In the Future Of Mapping

I've more or less finished my first map with Campaign Cartographer, and so feel qualified to comment on it now. So I'll just be doing that for a time. I realize I'm probably the only one who cares, but for the rest of you, here's a nice map to look at.

1. Bitmap symbols and fill styles are, for the most part, a huge plus. They look stunning, are easy enough to use, and generally have good-looking varicolor fills and so give you a wide variety of looks possible. Randomized symbols within a category is also highly useful, though there seems to a bug where it sticks on one symbol a lot.
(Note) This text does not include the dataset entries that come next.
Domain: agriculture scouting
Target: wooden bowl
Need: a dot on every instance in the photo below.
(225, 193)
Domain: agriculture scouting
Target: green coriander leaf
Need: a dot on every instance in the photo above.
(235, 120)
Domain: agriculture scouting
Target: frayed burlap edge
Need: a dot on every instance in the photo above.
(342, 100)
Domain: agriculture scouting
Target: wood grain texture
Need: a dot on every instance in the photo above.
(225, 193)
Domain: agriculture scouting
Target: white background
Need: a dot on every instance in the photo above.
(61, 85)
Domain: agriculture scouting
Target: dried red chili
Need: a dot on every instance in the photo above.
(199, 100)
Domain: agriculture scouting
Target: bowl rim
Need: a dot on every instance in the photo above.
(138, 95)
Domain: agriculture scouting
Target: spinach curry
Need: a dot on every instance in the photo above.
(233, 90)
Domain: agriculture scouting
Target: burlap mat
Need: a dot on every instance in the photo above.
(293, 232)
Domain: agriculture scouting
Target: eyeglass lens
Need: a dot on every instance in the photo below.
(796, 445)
On the other hand, load and redraw times are noticably higher. The new swamp symbol looks awful, and unlike in CC2, I can't easily correct that. In fact, they made really zero provision for people wanting swamps or moors or things, which seems utterly bizzare to me given the FR Atlas. Too, while there are forest bitmap fills, which should reduce the amount of time I spend doing forests, they work badly and so do not. Oh well.
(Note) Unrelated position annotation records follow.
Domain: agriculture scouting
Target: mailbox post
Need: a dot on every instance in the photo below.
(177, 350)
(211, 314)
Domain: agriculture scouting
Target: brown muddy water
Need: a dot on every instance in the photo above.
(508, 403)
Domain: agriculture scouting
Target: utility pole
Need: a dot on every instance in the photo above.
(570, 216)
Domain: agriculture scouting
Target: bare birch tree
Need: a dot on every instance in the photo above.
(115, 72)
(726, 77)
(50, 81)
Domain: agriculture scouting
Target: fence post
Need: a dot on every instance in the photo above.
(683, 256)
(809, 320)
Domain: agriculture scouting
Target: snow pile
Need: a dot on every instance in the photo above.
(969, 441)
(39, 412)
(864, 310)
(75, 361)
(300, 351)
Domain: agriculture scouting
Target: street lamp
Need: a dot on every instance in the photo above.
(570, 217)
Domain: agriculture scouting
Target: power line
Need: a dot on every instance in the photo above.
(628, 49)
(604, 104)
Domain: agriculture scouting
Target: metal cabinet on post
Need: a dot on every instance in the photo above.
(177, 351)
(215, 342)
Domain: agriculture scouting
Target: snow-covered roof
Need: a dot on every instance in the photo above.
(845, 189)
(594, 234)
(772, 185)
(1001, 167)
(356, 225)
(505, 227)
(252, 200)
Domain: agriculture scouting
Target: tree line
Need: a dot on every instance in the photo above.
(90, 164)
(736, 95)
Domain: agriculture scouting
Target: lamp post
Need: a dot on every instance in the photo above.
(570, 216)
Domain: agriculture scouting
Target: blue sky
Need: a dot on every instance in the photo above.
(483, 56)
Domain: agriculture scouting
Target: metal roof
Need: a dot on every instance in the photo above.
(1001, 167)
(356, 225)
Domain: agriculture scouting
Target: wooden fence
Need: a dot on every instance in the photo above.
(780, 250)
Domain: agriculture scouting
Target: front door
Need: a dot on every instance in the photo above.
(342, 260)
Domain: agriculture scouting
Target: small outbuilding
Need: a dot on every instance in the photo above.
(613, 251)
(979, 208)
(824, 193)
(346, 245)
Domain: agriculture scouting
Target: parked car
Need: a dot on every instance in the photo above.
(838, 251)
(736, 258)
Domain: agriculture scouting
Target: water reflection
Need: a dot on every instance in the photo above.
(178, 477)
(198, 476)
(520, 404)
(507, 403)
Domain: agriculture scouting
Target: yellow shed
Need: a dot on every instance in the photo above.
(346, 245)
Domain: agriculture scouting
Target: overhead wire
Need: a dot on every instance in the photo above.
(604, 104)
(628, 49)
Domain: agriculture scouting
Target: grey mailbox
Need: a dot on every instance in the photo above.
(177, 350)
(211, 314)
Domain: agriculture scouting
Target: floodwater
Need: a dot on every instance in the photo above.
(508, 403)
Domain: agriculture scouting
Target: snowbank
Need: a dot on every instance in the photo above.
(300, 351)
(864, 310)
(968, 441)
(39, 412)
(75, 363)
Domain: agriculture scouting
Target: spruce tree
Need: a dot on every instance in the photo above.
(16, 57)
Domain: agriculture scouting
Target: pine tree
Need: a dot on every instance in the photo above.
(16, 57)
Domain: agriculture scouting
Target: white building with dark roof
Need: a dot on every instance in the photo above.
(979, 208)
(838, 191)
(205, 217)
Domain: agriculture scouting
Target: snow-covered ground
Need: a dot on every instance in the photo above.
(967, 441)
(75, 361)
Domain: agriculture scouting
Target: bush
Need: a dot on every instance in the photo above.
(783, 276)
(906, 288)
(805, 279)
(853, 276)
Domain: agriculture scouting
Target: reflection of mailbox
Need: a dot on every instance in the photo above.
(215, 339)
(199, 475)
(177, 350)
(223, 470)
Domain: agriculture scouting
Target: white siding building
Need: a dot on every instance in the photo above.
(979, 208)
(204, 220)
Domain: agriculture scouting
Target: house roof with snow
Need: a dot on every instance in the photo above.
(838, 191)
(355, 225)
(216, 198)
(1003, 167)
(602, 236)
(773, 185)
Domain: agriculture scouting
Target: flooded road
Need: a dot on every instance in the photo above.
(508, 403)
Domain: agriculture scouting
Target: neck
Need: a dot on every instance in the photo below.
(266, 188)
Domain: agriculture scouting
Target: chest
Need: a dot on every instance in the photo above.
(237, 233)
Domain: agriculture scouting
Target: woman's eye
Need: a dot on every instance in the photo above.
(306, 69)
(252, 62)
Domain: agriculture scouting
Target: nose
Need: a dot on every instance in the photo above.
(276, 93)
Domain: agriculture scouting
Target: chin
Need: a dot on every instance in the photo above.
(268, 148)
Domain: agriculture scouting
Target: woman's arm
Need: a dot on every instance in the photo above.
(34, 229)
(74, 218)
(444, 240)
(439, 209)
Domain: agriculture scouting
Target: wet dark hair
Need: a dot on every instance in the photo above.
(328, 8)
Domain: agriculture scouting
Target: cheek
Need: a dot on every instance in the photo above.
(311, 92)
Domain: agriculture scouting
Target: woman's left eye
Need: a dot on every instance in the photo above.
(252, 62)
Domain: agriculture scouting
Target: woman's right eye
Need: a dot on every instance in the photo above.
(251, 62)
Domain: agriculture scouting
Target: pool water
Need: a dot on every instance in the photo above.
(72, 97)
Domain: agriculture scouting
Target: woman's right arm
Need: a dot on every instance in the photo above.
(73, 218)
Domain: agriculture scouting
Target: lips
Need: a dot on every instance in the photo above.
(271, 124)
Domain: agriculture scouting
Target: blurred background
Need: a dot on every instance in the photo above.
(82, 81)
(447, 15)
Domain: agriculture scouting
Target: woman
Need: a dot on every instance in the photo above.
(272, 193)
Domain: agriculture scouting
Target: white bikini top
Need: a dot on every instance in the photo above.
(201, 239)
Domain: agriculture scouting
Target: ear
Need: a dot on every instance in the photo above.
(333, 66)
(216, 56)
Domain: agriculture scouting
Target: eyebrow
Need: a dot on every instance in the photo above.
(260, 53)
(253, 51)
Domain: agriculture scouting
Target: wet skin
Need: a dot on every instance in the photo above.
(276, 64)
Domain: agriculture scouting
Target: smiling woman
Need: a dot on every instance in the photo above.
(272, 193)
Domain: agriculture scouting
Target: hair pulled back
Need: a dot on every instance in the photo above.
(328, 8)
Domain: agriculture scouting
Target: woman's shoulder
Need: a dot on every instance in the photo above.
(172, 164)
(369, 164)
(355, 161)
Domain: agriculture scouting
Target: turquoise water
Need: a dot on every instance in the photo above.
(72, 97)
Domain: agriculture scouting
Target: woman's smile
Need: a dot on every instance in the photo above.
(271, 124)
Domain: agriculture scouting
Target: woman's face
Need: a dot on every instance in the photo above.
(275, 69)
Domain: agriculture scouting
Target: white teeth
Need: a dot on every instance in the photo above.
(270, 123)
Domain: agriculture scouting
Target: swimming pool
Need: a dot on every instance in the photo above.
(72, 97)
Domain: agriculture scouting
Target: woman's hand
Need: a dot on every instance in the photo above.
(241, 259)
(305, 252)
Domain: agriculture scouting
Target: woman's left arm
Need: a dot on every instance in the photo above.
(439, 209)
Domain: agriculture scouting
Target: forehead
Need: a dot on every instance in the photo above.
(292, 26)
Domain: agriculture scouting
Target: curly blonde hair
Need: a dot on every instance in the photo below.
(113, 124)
2. Dynamic templates were a really good idea. On the other hand, unless I go to the trouble of creating a new map style, which I don't know how to do yet, I've still got some hand editing to do to make myself happy with things like map borders.

3. The way the new drawing tools work (default coast, sea, etc) are mostly good, but are ultimately problematic because I end up using a lot of multipolies for continents and things, which by the very nature of multipolies defeats this setup. I can work around that though. Cost of doing business.

4. On the other hand, sheets are mostly a disaster. They don't automatically switch between each other very well, which is a pain, and can actively screw up your entire map in a way layers do not if you accidentally draw a bunch of stuff on the wrong sheet. I've spent more time thus far fighting sheets so far than actually getting use out of them, which is bad.

5. We're still lacking good 2d town/city markers ala FRIA, but I expected that, and I'm capable of recreating those symbols, so no big deal.

6. I really wish there was a built-in way to do FRIA-style text, but I didn't expect it to happen, so I'm not too disappointed. However, doing an entire map full of FR-style outlined text is a real pain in the ass.

7. There are a few other quirks, like grid snapping and the default non-visual move that annoy me. I can pretty much deal, though.

8. Providing support for old CC2 add-ons was a nice touch, and appreciated, since I have somewhere over $100 in said add-ons.

Overall, I'm pretty happy. I've been a happy CC2 user for about 10 years now, and was always happy with the high-quality maps that, if they weren't quite poster-quality, were good enough for government work. CC3 took that and made it better. Almost as usable (though I say that as somebody who knows the program), and maps that ARE poster-quality. I like it, I do.